If that is what you hold to be moral, then you should never play a full-pay deuces machine or a 10/7 double bonus machine. When a $1 9/6 progressive gets over $5K, you should not play it. When the casinos offer double or triple cash-back points on some days, stay away from any 9/6 JOB games. If you play the horses and you see a horse that ought to come off at 9:5 coming off at 3:1, don't play that horse. If a casino is offering a 2:1 blackjack game, stay away from that game. When the count rises to +2 or more, you should leave the table. If the dealer makes a mistake and exposes his hole card to you, point out the error and ask that a misdeal be declared, or simply play the hand as if you didn't know what his hole card is. If you happen to find a roulette wheel that is off-kilter enough to change the odds, don't play that wheel.

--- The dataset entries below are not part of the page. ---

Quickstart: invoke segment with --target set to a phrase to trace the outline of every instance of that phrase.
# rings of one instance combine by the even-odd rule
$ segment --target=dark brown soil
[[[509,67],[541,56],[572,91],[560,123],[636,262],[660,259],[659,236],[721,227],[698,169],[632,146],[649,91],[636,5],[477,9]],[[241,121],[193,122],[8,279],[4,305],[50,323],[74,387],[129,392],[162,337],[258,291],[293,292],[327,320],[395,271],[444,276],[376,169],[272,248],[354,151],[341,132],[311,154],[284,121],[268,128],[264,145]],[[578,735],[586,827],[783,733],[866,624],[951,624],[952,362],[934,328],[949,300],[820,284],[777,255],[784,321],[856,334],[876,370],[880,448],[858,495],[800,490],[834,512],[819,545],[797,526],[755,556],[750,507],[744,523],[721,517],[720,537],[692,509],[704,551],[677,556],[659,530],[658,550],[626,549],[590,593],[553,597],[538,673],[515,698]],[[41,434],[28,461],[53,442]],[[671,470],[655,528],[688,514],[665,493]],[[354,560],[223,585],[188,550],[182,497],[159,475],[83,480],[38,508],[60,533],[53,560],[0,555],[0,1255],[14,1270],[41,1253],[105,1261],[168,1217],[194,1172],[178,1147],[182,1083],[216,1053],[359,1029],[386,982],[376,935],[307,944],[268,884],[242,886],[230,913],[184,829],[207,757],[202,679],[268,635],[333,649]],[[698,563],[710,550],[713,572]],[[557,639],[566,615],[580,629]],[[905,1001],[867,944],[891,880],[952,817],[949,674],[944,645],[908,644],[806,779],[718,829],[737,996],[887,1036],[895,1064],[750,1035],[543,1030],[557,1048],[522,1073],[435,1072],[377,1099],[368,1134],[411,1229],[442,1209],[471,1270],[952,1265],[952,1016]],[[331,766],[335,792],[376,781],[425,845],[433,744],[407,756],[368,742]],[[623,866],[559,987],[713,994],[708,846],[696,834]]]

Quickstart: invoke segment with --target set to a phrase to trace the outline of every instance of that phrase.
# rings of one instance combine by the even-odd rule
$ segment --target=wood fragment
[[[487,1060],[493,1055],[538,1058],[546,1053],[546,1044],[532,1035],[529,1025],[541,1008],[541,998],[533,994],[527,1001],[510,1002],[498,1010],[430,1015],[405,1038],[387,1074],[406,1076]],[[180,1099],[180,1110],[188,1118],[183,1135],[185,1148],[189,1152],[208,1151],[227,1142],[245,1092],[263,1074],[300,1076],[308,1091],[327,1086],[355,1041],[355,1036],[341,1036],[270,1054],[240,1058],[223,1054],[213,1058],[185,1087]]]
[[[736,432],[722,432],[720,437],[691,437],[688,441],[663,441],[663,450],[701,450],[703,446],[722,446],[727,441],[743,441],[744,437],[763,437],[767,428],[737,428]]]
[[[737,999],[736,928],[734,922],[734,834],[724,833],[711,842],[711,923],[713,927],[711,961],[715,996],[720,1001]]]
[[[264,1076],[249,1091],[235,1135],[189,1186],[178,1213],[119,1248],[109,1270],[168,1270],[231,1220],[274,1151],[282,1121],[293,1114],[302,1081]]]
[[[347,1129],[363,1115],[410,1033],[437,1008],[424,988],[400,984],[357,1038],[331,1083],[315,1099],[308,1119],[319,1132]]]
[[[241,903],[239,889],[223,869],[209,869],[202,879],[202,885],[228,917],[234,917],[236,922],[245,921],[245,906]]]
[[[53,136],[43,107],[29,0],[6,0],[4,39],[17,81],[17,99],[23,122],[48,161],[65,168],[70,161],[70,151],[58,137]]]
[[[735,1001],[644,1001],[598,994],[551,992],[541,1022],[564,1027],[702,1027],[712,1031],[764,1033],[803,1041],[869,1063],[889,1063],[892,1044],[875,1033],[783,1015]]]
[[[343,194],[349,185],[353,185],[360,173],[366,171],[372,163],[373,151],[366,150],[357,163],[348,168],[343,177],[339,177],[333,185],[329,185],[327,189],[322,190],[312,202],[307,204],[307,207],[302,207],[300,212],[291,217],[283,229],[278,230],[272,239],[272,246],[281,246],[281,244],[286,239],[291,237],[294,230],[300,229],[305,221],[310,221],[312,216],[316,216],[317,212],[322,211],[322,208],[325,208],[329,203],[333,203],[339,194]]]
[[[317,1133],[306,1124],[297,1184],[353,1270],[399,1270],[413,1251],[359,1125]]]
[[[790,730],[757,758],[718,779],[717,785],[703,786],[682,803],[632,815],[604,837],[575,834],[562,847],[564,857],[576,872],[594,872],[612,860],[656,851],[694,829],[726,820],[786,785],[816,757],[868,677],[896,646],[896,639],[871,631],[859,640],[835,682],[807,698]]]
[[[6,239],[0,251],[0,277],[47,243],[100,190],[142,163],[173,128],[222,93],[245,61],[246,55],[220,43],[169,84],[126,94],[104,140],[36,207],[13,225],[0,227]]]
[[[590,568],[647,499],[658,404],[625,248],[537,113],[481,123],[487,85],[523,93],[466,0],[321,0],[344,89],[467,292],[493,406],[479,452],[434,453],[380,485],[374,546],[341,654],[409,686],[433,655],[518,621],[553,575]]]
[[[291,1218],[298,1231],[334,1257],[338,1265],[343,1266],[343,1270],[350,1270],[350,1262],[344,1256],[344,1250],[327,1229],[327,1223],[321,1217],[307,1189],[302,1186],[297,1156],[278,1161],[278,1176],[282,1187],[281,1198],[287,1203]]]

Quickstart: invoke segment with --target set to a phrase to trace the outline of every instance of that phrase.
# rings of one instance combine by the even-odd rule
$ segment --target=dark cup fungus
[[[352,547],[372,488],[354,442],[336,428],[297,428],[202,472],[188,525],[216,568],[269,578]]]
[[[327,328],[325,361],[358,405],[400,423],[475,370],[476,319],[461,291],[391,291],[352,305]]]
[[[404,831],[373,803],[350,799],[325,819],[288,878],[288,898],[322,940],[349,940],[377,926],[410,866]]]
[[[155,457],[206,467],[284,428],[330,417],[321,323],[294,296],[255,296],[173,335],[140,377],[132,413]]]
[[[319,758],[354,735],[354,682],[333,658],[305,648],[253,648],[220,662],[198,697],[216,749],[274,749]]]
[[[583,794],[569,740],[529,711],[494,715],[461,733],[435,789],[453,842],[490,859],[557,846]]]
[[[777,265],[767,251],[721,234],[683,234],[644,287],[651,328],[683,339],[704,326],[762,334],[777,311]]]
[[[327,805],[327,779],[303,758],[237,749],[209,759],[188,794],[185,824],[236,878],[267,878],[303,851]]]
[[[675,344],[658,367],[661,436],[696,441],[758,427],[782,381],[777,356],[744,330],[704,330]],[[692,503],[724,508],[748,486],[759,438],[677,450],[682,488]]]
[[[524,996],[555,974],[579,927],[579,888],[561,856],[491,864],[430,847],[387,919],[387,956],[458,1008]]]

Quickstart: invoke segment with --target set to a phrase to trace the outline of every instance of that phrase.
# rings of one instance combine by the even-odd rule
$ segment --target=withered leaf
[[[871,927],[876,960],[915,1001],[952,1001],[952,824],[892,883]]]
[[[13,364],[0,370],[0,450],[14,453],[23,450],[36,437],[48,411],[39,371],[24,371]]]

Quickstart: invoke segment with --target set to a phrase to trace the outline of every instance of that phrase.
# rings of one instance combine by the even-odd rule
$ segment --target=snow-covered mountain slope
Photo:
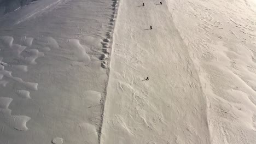
[[[256,1],[167,2],[207,99],[212,143],[256,143]]]
[[[166,3],[144,2],[120,2],[101,143],[210,143],[188,48]]]
[[[102,143],[255,143],[255,1],[143,2],[120,3]]]
[[[1,143],[98,143],[117,2],[59,1],[0,18]]]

While we're at it, maybe the casinos ought to post signs that compare the true odds in their games to the actual payouts and make it clear to each patron how big the house advantage is in the game he or she is playing. That way, if a patron engages in the mistaken belief that he or she can beat the casinos in a game like Keno, for example, he or she will know the truth. That would be the moral thing to do by your standards, would it not?